The flavor of the reporting can be seen by the blog headlines.

Here's a sample of the Bay Guardian's:

"Weekly publisher dodges the facts." "Mike Lacey ducks the big ones." "Weekly tries a 'gotcha' -- and fails." "Lacey: I'll bury the Guardian."

And here's some from SF Weekly:

"Imaginary Evidence." "The Guardian Gets a Reality Check from The New York Times." "Bruce Boils Over." "Guardian's Co-Publisher: No Sales Calls In 35 Years."

This is probably a good point to make my own full disclosure. Bruce Brugmann is a friend and occasional travel companion with whom not long ago I hoisted cocktails at a Caracas nightclub as a salsa band played at 1 a.m. I also wrote the editorial in December's print E&P deploring the shocking middle-of-the-night arrests of Lacey and VVM CEO Jim Larkin by Maricopa County Sheriff's officers seeking to enforce a specious subpoena. Both men acted with courage and integrity to fight the blatant attempts at censorship by intimidation by an out-of-control "special prosecutor" on behalf of the self-interests of Sheriff Joe Arpaiao. VVM's New Times is preparing a lawsuit in the case, something all friends of the First Amendment should support.

Wildly contradictory portraits of Brugmann and Lacey emerged from the separate accounts of their papers. Consider Feb. 5, for instance.

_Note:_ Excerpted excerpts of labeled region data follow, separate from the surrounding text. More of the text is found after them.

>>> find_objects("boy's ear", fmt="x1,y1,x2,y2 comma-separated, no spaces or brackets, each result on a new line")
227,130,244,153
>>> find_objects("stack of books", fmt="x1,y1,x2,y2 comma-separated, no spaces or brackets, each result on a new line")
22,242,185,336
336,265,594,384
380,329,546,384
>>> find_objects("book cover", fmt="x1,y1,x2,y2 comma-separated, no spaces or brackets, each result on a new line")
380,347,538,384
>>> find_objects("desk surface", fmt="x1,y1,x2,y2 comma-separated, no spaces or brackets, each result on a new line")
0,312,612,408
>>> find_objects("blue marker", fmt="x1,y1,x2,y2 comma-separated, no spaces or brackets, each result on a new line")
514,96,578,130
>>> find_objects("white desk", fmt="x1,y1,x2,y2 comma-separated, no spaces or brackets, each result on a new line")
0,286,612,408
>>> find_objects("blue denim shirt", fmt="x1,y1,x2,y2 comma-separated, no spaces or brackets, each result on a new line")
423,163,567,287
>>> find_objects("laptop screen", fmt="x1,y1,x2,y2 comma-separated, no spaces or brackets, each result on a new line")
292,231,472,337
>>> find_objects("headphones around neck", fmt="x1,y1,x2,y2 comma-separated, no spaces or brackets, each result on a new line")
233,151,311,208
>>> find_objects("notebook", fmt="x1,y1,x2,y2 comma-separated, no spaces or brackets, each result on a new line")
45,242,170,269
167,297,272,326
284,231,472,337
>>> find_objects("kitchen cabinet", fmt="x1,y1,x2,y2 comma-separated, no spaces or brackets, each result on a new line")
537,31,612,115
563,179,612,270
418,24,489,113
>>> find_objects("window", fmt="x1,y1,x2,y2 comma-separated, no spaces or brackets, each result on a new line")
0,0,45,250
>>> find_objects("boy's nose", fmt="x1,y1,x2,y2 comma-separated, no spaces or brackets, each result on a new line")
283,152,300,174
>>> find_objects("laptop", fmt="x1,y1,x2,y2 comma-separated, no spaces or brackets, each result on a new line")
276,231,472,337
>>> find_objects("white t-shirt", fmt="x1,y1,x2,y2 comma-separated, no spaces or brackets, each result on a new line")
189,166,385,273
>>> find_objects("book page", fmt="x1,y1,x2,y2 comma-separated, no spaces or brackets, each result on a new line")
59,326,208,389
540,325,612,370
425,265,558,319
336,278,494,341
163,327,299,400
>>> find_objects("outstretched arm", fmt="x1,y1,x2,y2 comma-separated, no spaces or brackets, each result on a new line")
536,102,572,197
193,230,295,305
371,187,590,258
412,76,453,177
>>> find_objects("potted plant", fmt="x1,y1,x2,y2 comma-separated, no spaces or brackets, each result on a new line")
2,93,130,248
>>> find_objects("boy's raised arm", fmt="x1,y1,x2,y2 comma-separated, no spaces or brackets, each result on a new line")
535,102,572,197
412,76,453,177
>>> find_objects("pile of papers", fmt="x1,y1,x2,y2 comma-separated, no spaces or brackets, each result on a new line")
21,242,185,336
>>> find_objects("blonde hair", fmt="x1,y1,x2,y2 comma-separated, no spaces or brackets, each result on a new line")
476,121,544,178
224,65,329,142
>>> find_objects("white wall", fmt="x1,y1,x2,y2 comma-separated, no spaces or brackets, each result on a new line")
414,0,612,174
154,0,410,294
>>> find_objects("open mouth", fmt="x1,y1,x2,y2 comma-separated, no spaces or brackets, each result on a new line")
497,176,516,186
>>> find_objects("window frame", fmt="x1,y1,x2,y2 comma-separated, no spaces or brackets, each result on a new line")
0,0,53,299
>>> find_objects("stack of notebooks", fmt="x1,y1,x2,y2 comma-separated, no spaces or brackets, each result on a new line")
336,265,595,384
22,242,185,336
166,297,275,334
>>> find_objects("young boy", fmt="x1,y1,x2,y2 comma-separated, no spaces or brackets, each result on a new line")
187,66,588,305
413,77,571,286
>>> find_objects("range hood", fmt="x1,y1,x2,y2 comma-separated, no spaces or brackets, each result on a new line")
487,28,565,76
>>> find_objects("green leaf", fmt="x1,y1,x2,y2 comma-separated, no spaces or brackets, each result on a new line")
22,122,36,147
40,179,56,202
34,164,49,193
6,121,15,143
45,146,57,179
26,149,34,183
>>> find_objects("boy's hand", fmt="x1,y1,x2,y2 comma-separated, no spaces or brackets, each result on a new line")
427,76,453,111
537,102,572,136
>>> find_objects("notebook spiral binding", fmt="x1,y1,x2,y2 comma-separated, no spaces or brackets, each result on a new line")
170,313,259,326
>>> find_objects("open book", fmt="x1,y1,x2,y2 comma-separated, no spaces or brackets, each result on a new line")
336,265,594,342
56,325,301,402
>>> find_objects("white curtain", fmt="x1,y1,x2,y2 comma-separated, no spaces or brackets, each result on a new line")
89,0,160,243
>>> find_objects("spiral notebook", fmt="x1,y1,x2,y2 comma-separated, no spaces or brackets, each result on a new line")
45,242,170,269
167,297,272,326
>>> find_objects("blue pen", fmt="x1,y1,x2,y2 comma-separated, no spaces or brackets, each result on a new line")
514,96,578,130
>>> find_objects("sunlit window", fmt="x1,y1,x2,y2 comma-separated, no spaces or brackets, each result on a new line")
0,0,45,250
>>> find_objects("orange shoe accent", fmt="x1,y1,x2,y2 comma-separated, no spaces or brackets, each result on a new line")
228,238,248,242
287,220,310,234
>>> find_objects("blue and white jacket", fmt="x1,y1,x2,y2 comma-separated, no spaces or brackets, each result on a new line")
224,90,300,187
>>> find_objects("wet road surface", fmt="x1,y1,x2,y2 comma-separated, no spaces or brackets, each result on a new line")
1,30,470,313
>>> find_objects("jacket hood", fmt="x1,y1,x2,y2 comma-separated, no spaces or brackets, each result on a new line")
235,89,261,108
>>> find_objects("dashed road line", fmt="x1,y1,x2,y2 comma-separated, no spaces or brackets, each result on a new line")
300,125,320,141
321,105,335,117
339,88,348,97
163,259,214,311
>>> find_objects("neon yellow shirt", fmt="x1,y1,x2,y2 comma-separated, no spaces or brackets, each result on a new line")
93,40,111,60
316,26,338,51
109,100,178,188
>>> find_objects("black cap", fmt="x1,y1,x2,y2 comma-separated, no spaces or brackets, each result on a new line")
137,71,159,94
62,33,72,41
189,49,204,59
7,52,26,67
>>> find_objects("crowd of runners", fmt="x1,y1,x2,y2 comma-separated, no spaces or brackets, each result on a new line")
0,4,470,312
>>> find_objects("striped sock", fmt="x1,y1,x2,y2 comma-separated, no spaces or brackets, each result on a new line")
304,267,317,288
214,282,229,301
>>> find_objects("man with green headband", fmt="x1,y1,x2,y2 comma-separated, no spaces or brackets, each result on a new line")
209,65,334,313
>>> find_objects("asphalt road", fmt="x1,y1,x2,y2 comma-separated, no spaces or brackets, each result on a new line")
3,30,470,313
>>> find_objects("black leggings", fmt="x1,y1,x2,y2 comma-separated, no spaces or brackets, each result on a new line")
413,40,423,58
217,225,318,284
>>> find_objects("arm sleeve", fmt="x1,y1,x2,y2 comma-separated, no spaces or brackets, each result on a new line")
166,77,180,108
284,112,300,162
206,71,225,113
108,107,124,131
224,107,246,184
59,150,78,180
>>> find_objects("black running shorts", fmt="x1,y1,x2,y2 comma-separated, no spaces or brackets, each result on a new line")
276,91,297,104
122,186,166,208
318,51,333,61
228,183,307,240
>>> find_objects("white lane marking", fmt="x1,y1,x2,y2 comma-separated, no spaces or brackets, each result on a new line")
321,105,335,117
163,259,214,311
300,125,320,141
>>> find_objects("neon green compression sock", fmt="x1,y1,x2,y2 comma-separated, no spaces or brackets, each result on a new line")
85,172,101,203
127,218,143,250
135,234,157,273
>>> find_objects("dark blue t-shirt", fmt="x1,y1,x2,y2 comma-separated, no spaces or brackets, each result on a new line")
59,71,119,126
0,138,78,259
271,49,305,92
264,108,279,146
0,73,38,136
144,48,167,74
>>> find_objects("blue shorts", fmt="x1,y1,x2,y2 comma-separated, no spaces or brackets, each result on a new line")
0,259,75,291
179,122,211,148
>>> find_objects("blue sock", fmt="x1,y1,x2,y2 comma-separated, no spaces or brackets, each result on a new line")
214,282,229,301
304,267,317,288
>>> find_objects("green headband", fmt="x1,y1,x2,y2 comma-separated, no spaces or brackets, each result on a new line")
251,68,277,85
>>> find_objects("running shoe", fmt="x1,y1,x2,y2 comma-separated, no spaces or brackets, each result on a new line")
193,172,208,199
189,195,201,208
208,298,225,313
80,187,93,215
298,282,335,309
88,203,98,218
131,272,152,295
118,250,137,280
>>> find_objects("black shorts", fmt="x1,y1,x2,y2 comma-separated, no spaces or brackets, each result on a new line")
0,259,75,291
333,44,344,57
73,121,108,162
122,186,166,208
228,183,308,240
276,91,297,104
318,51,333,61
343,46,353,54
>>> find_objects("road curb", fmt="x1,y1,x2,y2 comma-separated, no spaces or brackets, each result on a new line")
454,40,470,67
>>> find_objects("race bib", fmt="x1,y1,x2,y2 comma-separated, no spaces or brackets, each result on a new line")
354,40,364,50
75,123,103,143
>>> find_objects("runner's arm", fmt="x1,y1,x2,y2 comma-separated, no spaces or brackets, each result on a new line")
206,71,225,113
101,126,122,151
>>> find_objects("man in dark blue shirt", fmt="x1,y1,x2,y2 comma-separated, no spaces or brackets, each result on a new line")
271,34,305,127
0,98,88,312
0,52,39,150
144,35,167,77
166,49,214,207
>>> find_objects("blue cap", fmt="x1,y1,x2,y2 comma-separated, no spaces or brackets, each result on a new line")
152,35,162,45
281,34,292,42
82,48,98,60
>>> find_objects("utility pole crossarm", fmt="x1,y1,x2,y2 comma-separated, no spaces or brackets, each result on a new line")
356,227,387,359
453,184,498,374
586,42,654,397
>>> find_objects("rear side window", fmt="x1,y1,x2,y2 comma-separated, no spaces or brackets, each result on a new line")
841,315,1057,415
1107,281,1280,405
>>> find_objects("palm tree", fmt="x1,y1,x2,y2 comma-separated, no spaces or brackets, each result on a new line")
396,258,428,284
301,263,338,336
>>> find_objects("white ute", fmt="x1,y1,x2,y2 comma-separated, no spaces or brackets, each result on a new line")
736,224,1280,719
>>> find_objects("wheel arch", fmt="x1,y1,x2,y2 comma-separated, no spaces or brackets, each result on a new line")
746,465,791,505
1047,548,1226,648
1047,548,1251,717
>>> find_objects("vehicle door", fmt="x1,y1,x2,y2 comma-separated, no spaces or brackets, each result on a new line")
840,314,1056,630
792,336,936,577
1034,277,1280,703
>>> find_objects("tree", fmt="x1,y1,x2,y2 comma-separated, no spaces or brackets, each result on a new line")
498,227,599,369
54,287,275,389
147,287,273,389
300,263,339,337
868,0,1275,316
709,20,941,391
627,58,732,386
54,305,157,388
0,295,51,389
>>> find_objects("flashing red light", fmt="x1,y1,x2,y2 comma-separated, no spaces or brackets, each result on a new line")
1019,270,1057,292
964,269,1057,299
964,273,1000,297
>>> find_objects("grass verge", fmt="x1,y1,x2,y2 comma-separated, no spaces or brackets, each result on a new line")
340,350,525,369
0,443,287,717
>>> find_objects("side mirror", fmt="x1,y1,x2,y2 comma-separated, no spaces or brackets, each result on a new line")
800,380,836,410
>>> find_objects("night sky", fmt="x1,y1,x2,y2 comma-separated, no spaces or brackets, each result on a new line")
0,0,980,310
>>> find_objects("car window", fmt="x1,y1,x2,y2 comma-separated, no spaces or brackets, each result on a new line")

This is how SF Weekly's Van De Voorde saw it:

"Bay Guardian Publisher Bruce Brugmann exploded on the stand Tuesday, pounding his hand on the witness box, raising his voice, and growing red-faced during a rigorous cross-examination by SF Weekly attorney H. Sinclair Kerr Jr.

"The emotional display came near the end of nearly two hours of often-turbulent back-and-forth during which Kerr exposed numerous contradictions in Brugmann's testimony.

"Despite being on the stand for the better part of the day, a grumpy Brugmann provided no evidence to bolster the Guardian's claims that the Weekly and its former parent company, New Times Media, had engaged in predatory pricing. But he definitely made things interesting."

Same day, different reporter. The Bay Guardian account by Executive Editor Redmond:

"It was a wild day in court in the Guardian's lawsuit against the SF Weekly. Bruce Brugmann took the stand. He generally made the SF Weekly's lawyer look silly -- but the Weekly's out-of-town hit man, Andy Van De Voorde, was almost giddy with his attempts to say that Bruce Brugmann did poorly as a witness.

"I'm biased, of course (so is the hit man), but I have to disagree: Bruce laid out the Guardian's history, explained how the Weekly had attacked us, and stood up remarkably well under a cross-examination that may have given Van De Voorde something to write about, but didn't really present many relevant facts to the jury."

Then there was Lacey's Khrushchev moment, or maybe not. A former editor and a former sales rep testified that on Lacey's arrival at the Weekly in 1995 to announce that New Times, as the chain was then called, had bought the paper, the editor -- who in the recollection of one witness made an "intimidating" entrance and launched into a profanity-filled rant -- at one point picked up a copy of the Bay Guardian, threw it to the floor, and declared that the chain intended to "bury the Bay Guardian." Or maybe he said, as one witness recalled the "gist" of Lacey's remarks, the chain intended to "drive it out of business."

Didn't happen, Lacey said, when he testified about a week later. Patty Calhoun, a co-founder of Westword, the Denver alt-paper owned by VVM, was at that get-acquainted meeting, too, and she testified she couldn't recall the incident.

Like "Rashomon," but longer, the contradictory accounts go on and on. The Bay Guardian's lawsuit blog is at http://www.sfbg.com/lawsuit/

The SF Weekly's blog is here: http://blogs.sfweekly.com/thesnitch/sf_weekly_vs_sf_bay_guardian_l/

This week, it seems, we will at last learn how all the goings-on in the courtroom were viewed by an objective party -- the jury.